One of America's best musicals remains one of its most underappreciated. The universal theme that love can conquer anything resonates more than ever.

There's a lot riding on the actor who plays Teyve, the village milkman who struggles to secure a future for his daughters, and his family's Jewish identity, in czarist Russia. Zero Mostel placed his inedible stamp on the role he originated in 1964, but in this production, Lewis J. Stadlen comes from Russia with love. The last time I saw LJ was more than 40 years ago, when he was prancing around the stage of New York's Imperial Theatre, playing Groucho Marx in Minnie's Boys. Decades later, Stadlen still has the ability to make a role his own. His is a Teyve brimming with charm and exuberance, leaning heavily on humor. Watch the milkman's gruff façade soften, especially when he returns again and again to the l-word; more than often there's a twinkle in Stadlen's eyes as he mumbles and grumbles and misquotes Scripture.

Emily Shoolin, in a Mary Wickes sort of way, is marvelous as eldest daughter Tzeitel. She and Anne Markt and Lauren Worsham (playing two more of Teyve's five daughters) are smart enough never to compete. Instead, they allow the signature "Matchmaker, Matchmaker" to work its lyrical charm. Single folks may never look at a mop in the same way again.

Paul Sannerud's set is simplistic, and far enough removed from Boris Aronson's original design to help us see the village of Anatevka in a new light.
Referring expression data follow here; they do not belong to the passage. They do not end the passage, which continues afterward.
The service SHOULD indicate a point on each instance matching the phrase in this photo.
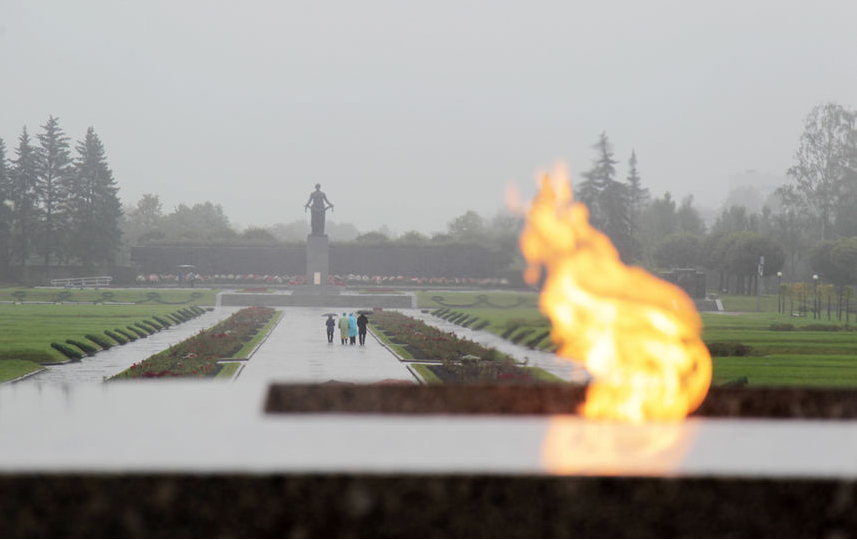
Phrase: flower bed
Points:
(463, 360)
(337, 279)
(197, 356)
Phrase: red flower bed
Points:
(197, 356)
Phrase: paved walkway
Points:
(94, 369)
(297, 351)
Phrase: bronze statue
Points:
(318, 205)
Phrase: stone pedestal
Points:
(318, 255)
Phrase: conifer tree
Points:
(22, 194)
(638, 196)
(608, 200)
(54, 169)
(5, 211)
(94, 207)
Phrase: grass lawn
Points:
(396, 348)
(431, 299)
(12, 369)
(790, 358)
(783, 358)
(27, 330)
(200, 297)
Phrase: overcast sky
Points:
(410, 113)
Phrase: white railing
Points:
(96, 282)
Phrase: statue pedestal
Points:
(318, 254)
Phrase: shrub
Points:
(538, 339)
(782, 327)
(197, 356)
(69, 352)
(130, 336)
(98, 340)
(729, 349)
(524, 332)
(510, 327)
(85, 347)
(118, 338)
(481, 324)
(143, 328)
(157, 326)
(149, 326)
(137, 332)
(458, 318)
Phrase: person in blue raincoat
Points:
(352, 328)
(343, 329)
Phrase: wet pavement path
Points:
(297, 351)
(94, 369)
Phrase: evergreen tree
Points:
(93, 204)
(54, 169)
(638, 196)
(22, 194)
(826, 162)
(608, 201)
(5, 211)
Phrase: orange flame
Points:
(638, 335)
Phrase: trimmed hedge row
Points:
(75, 349)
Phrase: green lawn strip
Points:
(538, 374)
(426, 299)
(227, 370)
(203, 297)
(743, 302)
(13, 369)
(27, 330)
(263, 332)
(397, 349)
(788, 370)
(428, 376)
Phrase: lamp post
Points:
(780, 299)
(815, 296)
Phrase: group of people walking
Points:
(350, 328)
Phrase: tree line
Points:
(58, 204)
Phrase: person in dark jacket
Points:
(331, 325)
(362, 321)
(343, 328)
(352, 328)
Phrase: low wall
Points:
(453, 260)
(365, 301)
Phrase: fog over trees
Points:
(61, 206)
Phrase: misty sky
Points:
(410, 113)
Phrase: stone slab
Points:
(234, 505)
(318, 259)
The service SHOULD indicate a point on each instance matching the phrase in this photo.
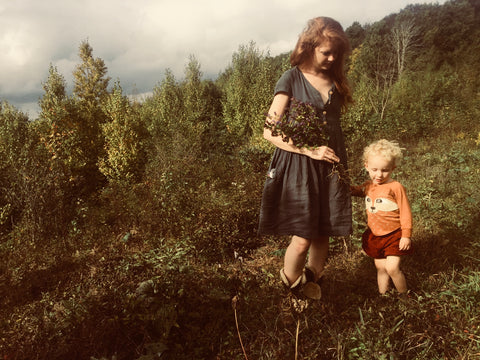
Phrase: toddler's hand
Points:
(405, 244)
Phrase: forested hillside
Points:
(127, 228)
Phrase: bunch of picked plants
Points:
(306, 128)
(301, 124)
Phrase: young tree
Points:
(90, 91)
(240, 107)
(124, 158)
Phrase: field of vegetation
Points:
(128, 229)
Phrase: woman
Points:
(302, 196)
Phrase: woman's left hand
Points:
(324, 153)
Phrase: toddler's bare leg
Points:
(392, 266)
(383, 279)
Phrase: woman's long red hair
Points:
(320, 30)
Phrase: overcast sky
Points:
(140, 39)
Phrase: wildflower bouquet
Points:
(301, 124)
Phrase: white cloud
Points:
(139, 40)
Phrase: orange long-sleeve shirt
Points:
(387, 207)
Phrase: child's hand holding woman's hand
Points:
(405, 244)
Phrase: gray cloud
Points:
(139, 40)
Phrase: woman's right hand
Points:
(324, 153)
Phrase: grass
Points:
(143, 298)
(91, 306)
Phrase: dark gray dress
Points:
(300, 196)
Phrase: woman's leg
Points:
(295, 257)
(318, 255)
(392, 267)
(383, 279)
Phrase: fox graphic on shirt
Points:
(387, 207)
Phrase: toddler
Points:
(387, 237)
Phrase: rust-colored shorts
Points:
(379, 247)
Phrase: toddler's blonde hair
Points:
(389, 150)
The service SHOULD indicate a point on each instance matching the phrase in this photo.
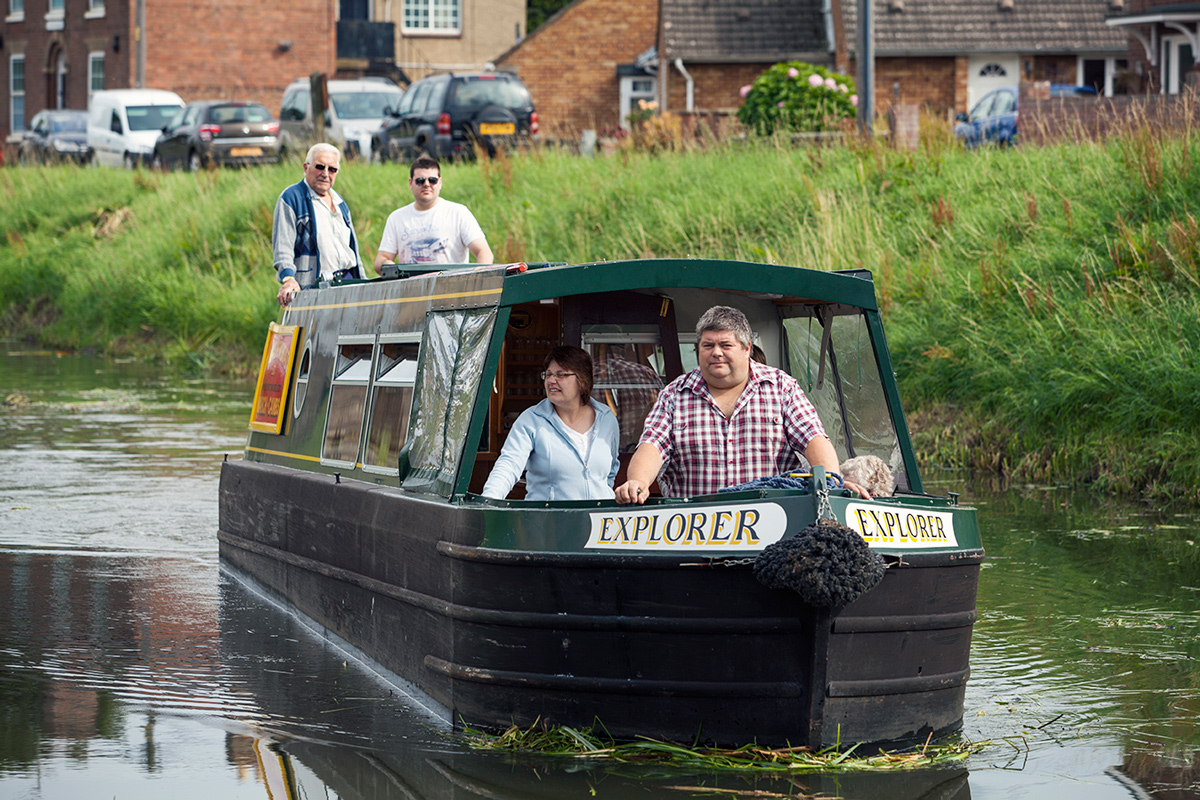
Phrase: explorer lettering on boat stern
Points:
(735, 527)
(900, 527)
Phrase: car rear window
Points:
(149, 118)
(472, 94)
(69, 124)
(364, 104)
(240, 113)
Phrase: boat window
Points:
(347, 402)
(629, 371)
(391, 404)
(841, 377)
(447, 386)
(301, 389)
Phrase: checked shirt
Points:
(703, 452)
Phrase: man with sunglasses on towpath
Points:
(312, 236)
(430, 229)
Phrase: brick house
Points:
(425, 36)
(946, 54)
(591, 62)
(711, 49)
(55, 53)
(582, 65)
(1164, 42)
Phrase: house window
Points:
(432, 17)
(54, 14)
(17, 92)
(95, 72)
(347, 401)
(634, 89)
(60, 80)
(391, 403)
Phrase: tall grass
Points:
(1043, 304)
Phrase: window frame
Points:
(430, 10)
(337, 379)
(15, 94)
(93, 56)
(388, 338)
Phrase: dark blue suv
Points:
(447, 115)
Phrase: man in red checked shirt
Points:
(726, 422)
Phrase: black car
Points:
(55, 136)
(448, 114)
(219, 132)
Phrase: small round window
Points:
(303, 380)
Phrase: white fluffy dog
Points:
(871, 473)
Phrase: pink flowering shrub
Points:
(797, 96)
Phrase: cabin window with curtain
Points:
(347, 401)
(391, 403)
(834, 362)
(629, 373)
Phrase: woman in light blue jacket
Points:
(567, 444)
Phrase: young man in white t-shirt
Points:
(431, 230)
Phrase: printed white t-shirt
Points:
(439, 235)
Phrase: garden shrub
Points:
(797, 96)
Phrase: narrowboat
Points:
(382, 404)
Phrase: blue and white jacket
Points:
(540, 446)
(294, 236)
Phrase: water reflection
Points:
(131, 666)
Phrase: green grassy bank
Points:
(1043, 305)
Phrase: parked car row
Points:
(447, 115)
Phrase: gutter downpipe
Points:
(865, 68)
(690, 83)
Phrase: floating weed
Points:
(595, 743)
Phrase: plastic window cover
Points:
(448, 382)
(857, 376)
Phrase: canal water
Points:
(133, 667)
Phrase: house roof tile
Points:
(961, 26)
(756, 30)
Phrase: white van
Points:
(124, 124)
(355, 112)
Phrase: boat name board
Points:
(736, 527)
(898, 527)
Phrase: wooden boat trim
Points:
(615, 685)
(898, 685)
(522, 619)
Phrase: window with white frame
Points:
(432, 17)
(17, 92)
(95, 72)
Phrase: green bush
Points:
(797, 96)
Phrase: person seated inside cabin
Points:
(567, 444)
(729, 421)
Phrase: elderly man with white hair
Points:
(312, 236)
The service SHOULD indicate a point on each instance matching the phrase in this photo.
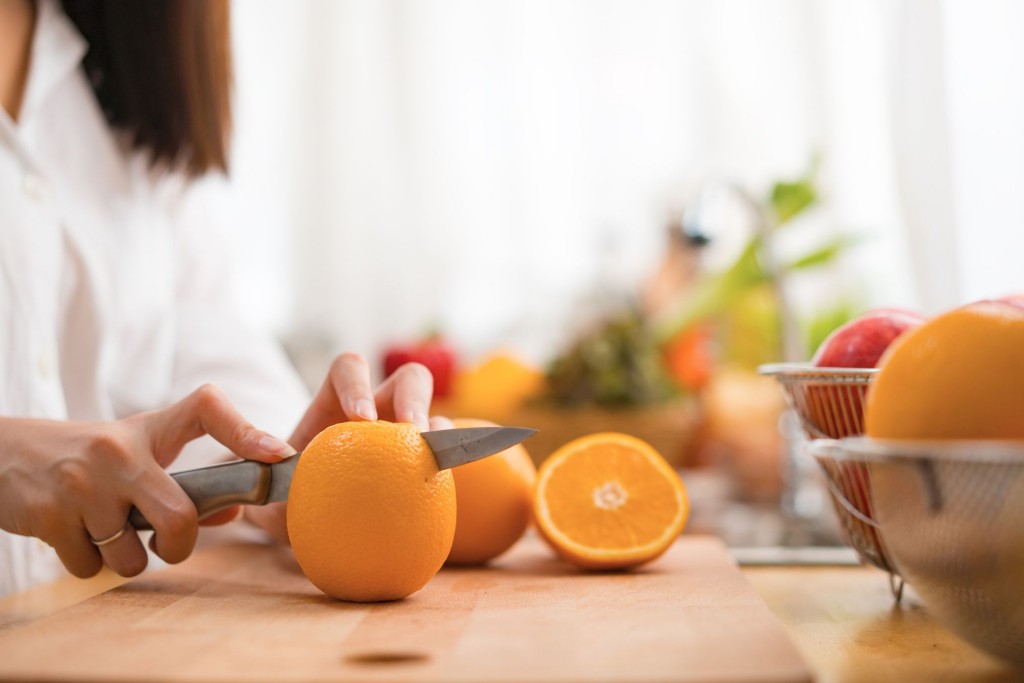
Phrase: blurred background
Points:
(612, 208)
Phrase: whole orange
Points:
(609, 501)
(960, 375)
(370, 516)
(495, 499)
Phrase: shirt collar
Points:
(57, 49)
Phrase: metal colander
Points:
(952, 517)
(829, 402)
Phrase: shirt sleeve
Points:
(214, 343)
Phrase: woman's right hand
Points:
(71, 482)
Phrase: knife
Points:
(249, 482)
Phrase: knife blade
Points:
(249, 482)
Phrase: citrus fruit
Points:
(608, 501)
(495, 502)
(370, 517)
(494, 389)
(957, 376)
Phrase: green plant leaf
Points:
(790, 199)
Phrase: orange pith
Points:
(957, 376)
(369, 515)
(495, 502)
(609, 501)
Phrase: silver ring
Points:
(110, 540)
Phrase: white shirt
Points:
(115, 296)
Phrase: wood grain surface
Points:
(245, 612)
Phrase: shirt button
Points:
(36, 187)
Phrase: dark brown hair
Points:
(161, 71)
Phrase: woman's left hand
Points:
(347, 394)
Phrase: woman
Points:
(118, 342)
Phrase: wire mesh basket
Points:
(829, 402)
(952, 516)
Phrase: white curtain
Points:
(492, 169)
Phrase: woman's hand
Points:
(347, 394)
(71, 482)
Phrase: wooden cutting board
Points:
(245, 612)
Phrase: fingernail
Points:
(366, 410)
(274, 445)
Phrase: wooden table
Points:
(841, 619)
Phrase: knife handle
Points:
(214, 488)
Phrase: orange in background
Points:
(495, 389)
(370, 516)
(495, 502)
(688, 357)
(961, 375)
(609, 501)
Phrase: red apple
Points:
(835, 412)
(862, 341)
(433, 352)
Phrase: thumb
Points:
(208, 411)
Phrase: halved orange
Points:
(609, 501)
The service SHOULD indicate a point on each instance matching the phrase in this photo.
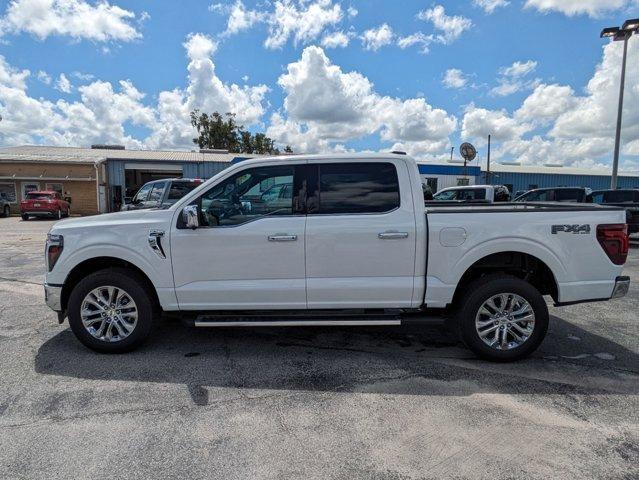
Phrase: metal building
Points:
(527, 177)
(98, 179)
(438, 176)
It's great to see that Jerome Robbins' original choreography has been so faithfully reproduced by Mark Esposito, especially welcome in "Bottle Dance." Director Jack Allison keeps the lengthy musical moving along without sacrificing vitality or warmth.

There are some issues with this production: sound glitches on opening night, big wigs that are awful, Tim Hartman, as a Russian constable, speaking in perfect English. 

But such quibbles are easily forgiven: Love conquers all.